Several kinetochore targets for Aurora B kinase have been identified, and phosphorylation of some of these, such as proteins of the KMN network, has been shown to destabilize kinetochore-microtubule attachments in vivo (Guimaraes et al., 2008; Welburn et al., 2010). Based on these precedents, mDia3 was examined as a potential substrate for Aurora B. Of four (T66, S196, S820, T882) putative Aurora B phosphorylation sites in mDia3, at least one (S196) was shown to be phosphorylated in an Aurora B dependent manner in vivo. Significantly, mDia3 phosphorylated by Aurora B kinase or mDia3 phospho-mimetics failed to bind or stabilize microtubules in vitro. Likewise, mDia3 phosphomimetics failed to rescue chromosome alignment defects and loss of kinetochore microtubule stability when expressed in human cultured cells depleted of endogenous mDia3. Also of note, high levels of S196 phosphorylated mDia3 were observed at kinetochores during early mitosis but levels were reduced on kinetochores of chromosomes aligned at the metaphase plate (Cheng et al., 2011). In total, these data lead the authors to propose a model in which Aurora B acts to phosphorylate mDia3 and destabilize erroneous kinetochore-microtubule attachments during early mitosis; whereas unphosphorylated mDia3, which remains at the kinetochore at metaphase, acts to promote stable microtubule attachments (Figure 1B). The contribution of EB1 and APC function to mDia3-mediated kinetochore microtubule attachment downstream of Aurora B regulation in cells remains ambiguous since phosphorylation of mDia3 does not appear to affect the interaction between mDia3 and EB1/APC in vitro (Cheng et al., 2011).

Interestingly, Cheng et al. observed that mDia3 mutants in which putative Aurora B phosphorylation sites were converted to alanines failed to support normal chromosome alignment when expressed in cells.
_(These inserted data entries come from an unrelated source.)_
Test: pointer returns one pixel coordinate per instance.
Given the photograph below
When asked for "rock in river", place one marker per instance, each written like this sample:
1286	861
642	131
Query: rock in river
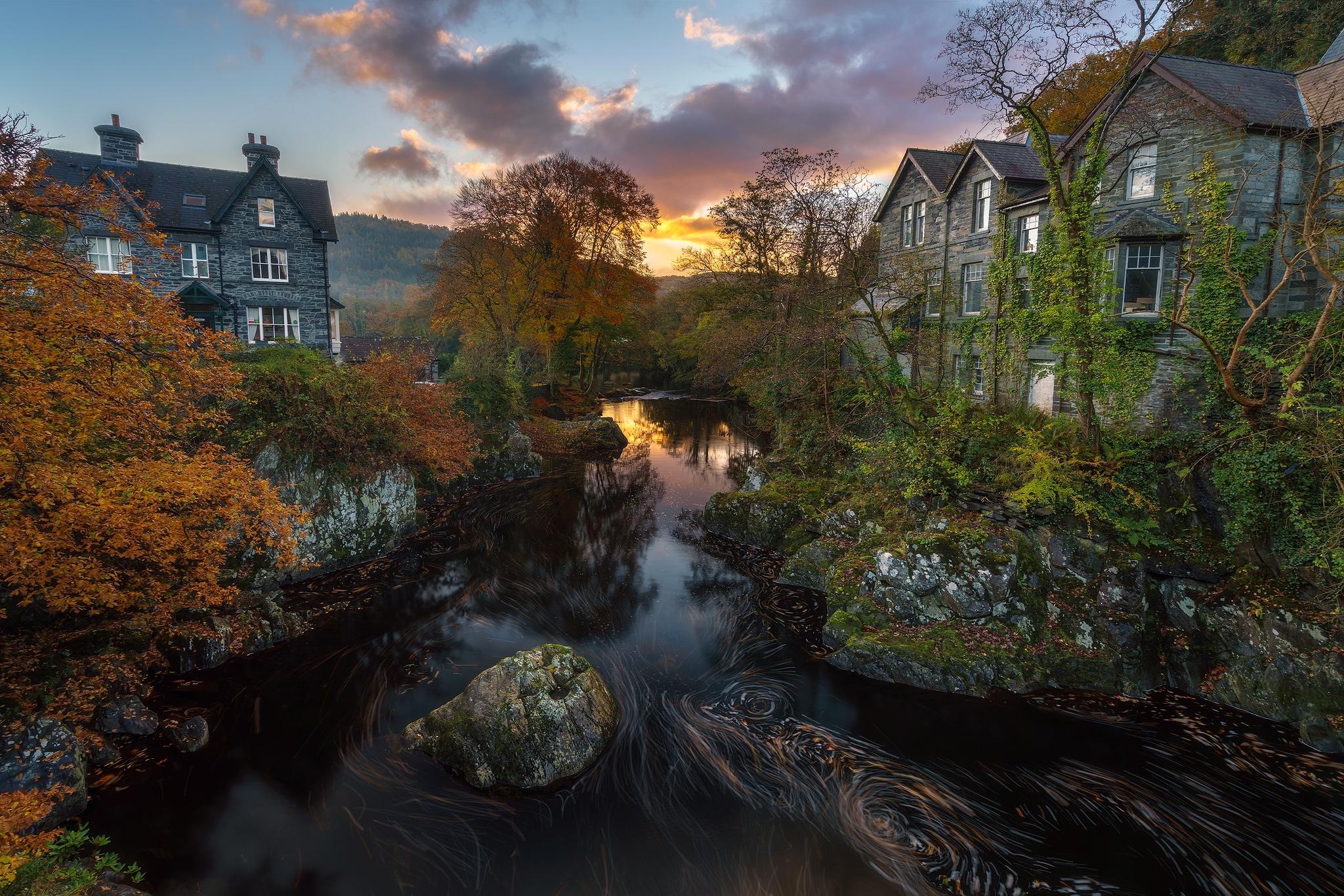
125	716
528	722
The root cause of the chromosome alignment abnormalities observed with the mDia3 phosphomutants remains unclear and will be important to address in future studies. One possibility is that dynamic Aurora B phosphorylation of mDia3 is required during mitosis, and mutants of mDia3 which cannot be phosphorylated may produce hyper-stable attachments and consequently chromosome alignment defects. A similar mode of regulation for the core kinetochore component, Hec1 (of the NDC80 complex), by Aurora B has recently been proposed (Deluca et al., 2011).
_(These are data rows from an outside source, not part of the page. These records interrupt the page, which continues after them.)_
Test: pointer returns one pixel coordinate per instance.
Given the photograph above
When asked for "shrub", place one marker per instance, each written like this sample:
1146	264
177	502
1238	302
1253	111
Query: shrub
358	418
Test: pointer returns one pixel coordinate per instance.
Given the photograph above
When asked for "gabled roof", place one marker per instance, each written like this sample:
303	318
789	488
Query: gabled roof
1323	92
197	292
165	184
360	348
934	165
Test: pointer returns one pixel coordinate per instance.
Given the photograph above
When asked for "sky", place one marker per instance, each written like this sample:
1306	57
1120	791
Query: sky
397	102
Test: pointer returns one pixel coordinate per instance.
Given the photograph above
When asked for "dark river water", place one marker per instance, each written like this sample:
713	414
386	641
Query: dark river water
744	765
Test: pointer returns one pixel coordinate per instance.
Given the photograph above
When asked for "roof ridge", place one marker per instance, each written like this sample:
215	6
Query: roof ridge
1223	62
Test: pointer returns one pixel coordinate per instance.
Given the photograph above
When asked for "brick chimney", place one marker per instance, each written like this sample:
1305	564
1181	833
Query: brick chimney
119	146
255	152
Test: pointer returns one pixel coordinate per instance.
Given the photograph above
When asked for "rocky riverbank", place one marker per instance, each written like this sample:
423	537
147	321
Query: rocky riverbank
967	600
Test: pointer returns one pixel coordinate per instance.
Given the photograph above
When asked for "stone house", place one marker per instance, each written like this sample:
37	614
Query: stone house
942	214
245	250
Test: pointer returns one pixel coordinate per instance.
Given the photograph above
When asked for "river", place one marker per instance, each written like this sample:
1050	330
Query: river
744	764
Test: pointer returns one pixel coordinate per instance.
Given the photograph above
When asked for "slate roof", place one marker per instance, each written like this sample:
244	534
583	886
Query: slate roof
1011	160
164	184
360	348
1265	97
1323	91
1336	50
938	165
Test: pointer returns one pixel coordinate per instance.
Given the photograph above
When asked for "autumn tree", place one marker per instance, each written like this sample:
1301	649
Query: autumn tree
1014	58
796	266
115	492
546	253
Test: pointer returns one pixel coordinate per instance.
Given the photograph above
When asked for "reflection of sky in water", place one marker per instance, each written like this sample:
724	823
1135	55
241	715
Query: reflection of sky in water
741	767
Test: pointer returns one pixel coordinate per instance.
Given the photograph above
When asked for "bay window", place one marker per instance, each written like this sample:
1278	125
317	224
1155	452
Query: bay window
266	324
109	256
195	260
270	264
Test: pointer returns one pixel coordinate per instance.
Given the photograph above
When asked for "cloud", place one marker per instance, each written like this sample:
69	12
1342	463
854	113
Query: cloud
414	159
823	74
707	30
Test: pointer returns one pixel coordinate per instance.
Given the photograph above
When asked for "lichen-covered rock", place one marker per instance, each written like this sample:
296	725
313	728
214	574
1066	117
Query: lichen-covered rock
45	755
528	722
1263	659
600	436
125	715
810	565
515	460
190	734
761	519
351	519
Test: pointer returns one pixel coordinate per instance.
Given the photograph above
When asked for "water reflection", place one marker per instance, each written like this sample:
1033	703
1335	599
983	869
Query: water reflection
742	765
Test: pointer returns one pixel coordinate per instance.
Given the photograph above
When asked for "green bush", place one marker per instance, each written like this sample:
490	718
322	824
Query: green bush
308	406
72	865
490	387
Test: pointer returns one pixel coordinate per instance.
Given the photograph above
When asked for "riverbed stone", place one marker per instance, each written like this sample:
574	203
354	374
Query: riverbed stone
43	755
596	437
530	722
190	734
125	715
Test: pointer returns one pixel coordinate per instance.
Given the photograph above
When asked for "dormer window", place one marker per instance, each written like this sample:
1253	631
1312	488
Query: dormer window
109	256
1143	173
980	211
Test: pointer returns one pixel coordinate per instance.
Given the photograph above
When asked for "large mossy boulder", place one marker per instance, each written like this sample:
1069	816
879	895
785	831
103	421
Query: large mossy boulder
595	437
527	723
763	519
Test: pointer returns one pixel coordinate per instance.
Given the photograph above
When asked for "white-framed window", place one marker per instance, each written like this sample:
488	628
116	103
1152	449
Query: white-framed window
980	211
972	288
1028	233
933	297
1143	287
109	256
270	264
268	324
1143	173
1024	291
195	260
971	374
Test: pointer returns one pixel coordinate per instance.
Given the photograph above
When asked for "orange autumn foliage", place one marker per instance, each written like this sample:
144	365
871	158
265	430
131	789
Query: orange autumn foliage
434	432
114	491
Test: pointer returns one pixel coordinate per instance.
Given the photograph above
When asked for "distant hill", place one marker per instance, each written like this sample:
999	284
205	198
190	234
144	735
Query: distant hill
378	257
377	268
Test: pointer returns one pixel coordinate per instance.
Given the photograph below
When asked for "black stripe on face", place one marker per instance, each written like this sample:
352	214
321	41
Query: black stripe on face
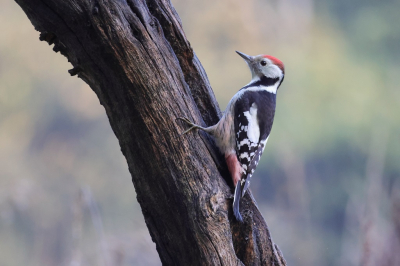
263	81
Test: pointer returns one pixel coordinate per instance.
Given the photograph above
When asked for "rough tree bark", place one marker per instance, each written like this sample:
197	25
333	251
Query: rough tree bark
135	57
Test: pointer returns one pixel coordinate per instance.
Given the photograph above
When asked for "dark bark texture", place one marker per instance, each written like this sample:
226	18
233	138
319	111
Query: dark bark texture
136	58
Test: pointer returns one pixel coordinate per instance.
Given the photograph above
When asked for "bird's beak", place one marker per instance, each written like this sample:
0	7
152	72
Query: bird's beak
246	57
Yasuda et al. previously suggested that mDia3 regulates chromosome alignment downstream of the Rho-family GTPase, Cdc42 (Yasuda et al., 2004). mDia3, like other mammalian Drfs, is subject to autoinhibition which generally requires relief through Rho-family GTPase association (Figure 1A). How mDia3 is activated at kinetochores and the requirement for Rho-family GTPases in the process remains a subject of debate, as Cheng et al. report that inhibition of Cdc42 activity had no effect on chromosome alignment in their hands. Interestingly, Cdc42 was recently shown to be involved in maintenance of the histone H3 variant CENP-A at centromeres (Lagana et al., 2010). Coimmunoprecipiation experiments have suggested an interaction between mDia3 and CENP-A, and it is not clear whether the role for Cdc42 at centromeres is also mDia3-dependent (Yasuda et al., 2004). It remains possible therefore that mDia3 and Cdc42 may be involved in kinetochore function in as of yet unexplored ways. Further studies will be needed to address these issues.

Finally, one challenge for future studies will be to understand how the functions of mDia3 and the emerging cast of other players involved in microtubule attachment at the kinetochore are coordinated with those of the core kinetochore components such as the KMN network. This new study by Cheng et al. strongly supports the notion that Aurora B kinase plays a key role in integrating these functions.